Rule 2: Certain majors earn more money than other majors.

This point is rather obvious, but some of the statistics offered in the report are interesting. The median earnings of bachelor’s degrees in architecture and engineering is $39,000 more than bachelor’s degrees in education. But even the lowest income-producing major (education) produces $10,000 more per year than the median earnings of a high school diploma.

Rule 3: Income levels vary widely within majors.

The most interesting fact here is that the top 25 percent of liberal arts majors ($81,000) make more than the bottom 25 percent of architecture and engineering majors ($60,000). Although the text of the report does not highlight the following point, the chart provided indicates that the spread within each major between the 75th percentile of earners and the 25th percentile of earners is wider in some majors than others. For example, the gap in education and psychology and social work appears to be very narrow, perhaps indicating that earnings do not increase much over time. These fields may require a graduate degree in order to earn as much as the average bachelor’s degree holder. In majors such as social sciences and physical sciences, the spread seems to be much wider.

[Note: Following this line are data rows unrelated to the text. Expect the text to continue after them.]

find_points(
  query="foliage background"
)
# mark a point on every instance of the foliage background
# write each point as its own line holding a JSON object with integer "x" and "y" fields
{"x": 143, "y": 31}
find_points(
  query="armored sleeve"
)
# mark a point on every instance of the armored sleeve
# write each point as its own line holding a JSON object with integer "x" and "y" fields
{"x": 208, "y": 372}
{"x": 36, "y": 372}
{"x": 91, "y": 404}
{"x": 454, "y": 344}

Rule 4: Lower degrees can earn more than higher degrees.

Someone with a certificate in a STEM field will earn significantly more than someone with a bachelor’s degree in education ($60,000 vs. $46,000). A bachelor’s degree in business earns more than a graduate degree in psychology and social work. Again, the choice of major affects future income.

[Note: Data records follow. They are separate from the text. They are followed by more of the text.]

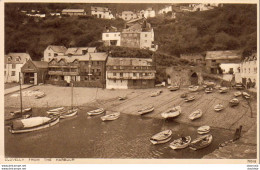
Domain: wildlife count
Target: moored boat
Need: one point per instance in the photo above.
(172, 112)
(181, 143)
(32, 124)
(195, 115)
(145, 110)
(111, 116)
(233, 102)
(203, 130)
(201, 142)
(218, 107)
(161, 137)
(96, 112)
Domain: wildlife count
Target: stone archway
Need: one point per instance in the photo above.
(194, 79)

Rule 5: Humanities and liberal arts majors will always be at a disadvantage.

This rule seems to contradict Rule 3. However, it makes sense that the median earnings for liberal arts majors will never match the median earnings of the STEM fields. The shocking fact, though, is that the authors suggest that median earnings for humanities and liberal arts and similar fields such as social sciences actually decline later in life. The chart indicates that humanities and liberal arts majors reach peak earnings of $66,000 at age 45 but that it declines to $62,000 by age 59. Social sciences majors reach a peak of $78,000 at age 45, but their earnings decline to $66,000 by age 59. This finding seems to contradict the argument of George Anders in You Can Do Anything: The Surprising Power of a Useless Liberal Arts Education (Little, Brown & Company, 2017) that earnings of liberal arts majors generally increase over a lifetime and eventually surpass earnings of other technical fields.

Conclusion: Money isn’t everything.

Reports such as these make me uncomfortable because they focus entirely on income as if that is the only or most important reason for choosing a major or career. Certainly, if all that a person cares about is making as much money as possible, that person should pursue a degree in engineering rather than a degree in education. But for many people, future income is not the most important consideration.

People who go into education should know that they will never make as much income as someone in the business world, but they are motivated by the desire to help young people and by a passion for teaching. The helping professions don’t pay as well as STEM fields, but many people in those professions experience a high degree of life satisfaction because they are doing something that makes a difference in the lives of others. We know from numerous studies that more income does not necessarily translate into more happiness. People should pursue their passions but with eyes wide open that they may never earn as much money as people who go into other fields of work.